Multiple transformations-referred to as "waves" in a panoply of recent public health and law enforcement publications-have rendered North American drug markets increasingly toxic since the early 2010s. The introduction of exceptionally potent synthetic sedatives and stimulants is initiating a new generation of drug injectors into co-use of opioids and methamphetamine, catapulting rates of deadly overdoses and infectious diseases. Drawing on extensive participant-observation research in Philadelphia (2007-present) and Tijuana (2018-present), we document the experience of street-based drug users across these two North American cities to focus on regional shifts in narcotics supplies and endpoint user preferences. We link the dramatic proliferation of fentanyl, methamphetamine, xylazine, and Mexican white powder heroin to: 1) pre-existing drug supply networks on the western and eastern coasts of the North American subcontinent; 2) material characteristics of local heroin supplies in pre-fentanyl opiate markets (Mexican black tar vs. Colombian off-white powder heroin); and 3) racialized repression/incarceration of drug sellers and users on both sides of the Mexico-US border. The article combines economic and medical anthropology to develop an ethnographically-informed political economy approach to an urgent public health challenge among street-based drug users with the highest overdose mortality rates in the US Northeastern Rust Belt and the Northwestern Mexican borderland metroplex anchored by Tijuana. It foregrounds street users' experiences in real time amidst rapidly shifting narcotics supply chains, linking market-driven logics of profit-seeking to the war on drugs' prohibitionist policy context, highlighting increasing toxic impacts on vulnerable sectors across regions.

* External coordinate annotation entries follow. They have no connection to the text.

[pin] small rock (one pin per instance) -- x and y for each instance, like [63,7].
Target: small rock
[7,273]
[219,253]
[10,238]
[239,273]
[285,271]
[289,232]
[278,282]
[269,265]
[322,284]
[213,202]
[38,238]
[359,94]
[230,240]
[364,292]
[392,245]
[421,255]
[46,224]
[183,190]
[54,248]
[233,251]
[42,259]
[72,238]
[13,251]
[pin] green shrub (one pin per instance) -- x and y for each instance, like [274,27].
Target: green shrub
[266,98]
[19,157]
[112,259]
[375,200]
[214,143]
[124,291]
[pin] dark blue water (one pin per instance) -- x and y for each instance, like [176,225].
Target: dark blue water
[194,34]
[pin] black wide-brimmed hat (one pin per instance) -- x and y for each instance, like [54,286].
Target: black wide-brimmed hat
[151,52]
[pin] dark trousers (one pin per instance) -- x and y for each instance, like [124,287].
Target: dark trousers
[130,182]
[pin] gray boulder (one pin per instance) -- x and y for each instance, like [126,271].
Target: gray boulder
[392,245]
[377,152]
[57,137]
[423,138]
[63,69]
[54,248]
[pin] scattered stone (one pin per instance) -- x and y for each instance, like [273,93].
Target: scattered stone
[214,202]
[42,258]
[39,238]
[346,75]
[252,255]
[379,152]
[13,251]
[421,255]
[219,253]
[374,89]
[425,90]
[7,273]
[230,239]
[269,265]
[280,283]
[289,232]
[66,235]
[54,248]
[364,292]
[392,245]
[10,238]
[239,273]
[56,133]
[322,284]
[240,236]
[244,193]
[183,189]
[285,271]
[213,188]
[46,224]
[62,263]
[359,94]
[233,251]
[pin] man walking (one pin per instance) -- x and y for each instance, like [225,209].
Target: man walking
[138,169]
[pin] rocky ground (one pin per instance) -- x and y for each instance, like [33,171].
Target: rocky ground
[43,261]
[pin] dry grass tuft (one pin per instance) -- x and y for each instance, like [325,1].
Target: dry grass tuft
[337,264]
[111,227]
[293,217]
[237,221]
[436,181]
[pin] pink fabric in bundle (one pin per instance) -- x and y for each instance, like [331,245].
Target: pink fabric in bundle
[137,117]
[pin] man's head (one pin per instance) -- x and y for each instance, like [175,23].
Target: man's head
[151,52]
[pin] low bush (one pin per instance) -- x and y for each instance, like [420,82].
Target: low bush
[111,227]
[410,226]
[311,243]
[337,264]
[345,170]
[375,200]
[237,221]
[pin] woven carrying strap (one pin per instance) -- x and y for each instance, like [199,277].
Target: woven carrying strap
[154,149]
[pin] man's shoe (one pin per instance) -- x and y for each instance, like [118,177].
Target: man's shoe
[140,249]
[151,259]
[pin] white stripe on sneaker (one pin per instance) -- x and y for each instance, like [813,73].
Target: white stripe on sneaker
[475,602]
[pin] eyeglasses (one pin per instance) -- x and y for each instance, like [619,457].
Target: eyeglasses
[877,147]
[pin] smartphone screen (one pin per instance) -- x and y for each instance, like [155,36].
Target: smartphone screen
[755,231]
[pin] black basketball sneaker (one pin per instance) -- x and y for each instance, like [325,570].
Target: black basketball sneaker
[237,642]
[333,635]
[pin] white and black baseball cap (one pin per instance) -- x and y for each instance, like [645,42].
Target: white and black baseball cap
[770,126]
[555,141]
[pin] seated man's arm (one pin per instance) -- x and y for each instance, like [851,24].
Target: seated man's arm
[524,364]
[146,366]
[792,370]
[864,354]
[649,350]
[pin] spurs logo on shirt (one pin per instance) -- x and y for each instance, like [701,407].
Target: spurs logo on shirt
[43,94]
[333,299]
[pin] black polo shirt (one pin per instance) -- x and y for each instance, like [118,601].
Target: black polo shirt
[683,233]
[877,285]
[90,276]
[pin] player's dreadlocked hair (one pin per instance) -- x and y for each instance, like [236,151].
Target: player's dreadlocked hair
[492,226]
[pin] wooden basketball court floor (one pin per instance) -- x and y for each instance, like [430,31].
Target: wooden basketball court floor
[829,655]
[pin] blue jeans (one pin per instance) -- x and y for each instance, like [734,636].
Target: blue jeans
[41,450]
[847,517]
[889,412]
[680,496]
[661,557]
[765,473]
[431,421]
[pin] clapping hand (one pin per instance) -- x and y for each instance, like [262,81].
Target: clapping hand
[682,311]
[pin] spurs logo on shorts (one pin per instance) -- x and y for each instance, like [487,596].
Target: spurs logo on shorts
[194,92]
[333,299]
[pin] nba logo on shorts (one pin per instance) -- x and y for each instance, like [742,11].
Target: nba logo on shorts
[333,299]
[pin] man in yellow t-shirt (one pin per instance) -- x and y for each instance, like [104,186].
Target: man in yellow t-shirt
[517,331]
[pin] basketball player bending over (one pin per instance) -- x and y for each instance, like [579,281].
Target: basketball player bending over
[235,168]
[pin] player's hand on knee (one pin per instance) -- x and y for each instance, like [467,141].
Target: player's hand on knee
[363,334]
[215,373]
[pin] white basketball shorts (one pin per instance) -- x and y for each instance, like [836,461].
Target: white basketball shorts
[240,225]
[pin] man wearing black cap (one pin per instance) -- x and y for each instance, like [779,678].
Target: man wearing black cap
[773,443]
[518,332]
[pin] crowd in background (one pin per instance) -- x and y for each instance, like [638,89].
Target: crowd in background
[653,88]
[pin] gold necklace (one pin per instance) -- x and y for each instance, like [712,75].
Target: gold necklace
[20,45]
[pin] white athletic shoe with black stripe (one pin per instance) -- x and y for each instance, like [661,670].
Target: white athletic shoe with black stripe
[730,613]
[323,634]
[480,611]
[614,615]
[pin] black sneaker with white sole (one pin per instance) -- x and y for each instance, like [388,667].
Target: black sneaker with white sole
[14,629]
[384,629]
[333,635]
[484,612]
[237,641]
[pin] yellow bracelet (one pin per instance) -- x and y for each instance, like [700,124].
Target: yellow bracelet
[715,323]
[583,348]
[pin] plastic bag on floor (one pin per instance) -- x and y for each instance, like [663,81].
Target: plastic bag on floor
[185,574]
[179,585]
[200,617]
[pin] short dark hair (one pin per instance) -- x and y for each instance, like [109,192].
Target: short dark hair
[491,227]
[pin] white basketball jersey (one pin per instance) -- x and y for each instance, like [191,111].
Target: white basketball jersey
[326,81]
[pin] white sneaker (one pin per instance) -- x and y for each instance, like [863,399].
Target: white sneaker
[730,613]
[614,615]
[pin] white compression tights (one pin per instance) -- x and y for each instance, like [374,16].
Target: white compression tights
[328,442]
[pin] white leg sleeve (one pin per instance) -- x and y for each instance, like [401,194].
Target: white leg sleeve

自2010年代初以来,多种转变——在近期大量公共卫生和执法出版物中被称为“浪潮”——使北美毒品市场的毒性越来越大。超强效合成镇静剂和兴奋剂的引入,正促使新一代吸毒者同时使用阿片类药物和甲基苯丙胺,导致致命过量用药和传染病发生率急剧上升。基于在费城(2007年至今)和蒂华纳(2018年至今)进行的广泛参与观察研究,我们记录了这两个北美城市街头吸毒者的经历,以关注毒品供应的区域变化和终端用户偏好。我们将芬太尼、甲基苯丙胺、赛拉嗪和墨西哥白粉海洛因的急剧扩散与以下因素联系起来:1)北美次大陆西海岸和东海岸现有的毒品供应网络;2)芬太尼出现之前的阿片类药物市场中当地海洛因供应的物质特征(墨西哥黑焦油海洛因与哥伦比亚灰白色粉末海洛因);3)美墨边境两侧对毒品卖家和使用者的种族化镇压/监禁。本文结合经济人类学和医学人类学,针对美国东北部铁锈地带和以蒂华纳为中心的墨西哥西北边境大都市地区街头吸毒者面临的紧急公共卫生挑战,开发了一种基于人种志的政治经济学方法。它突出了街头吸毒者在迅速变化的毒品供应链中的实时经历,将市场驱动的逐利逻辑与禁毒主义政策背景下的毒品战争联系起来,强调了对各地区弱势群体日益增加的毒性影响。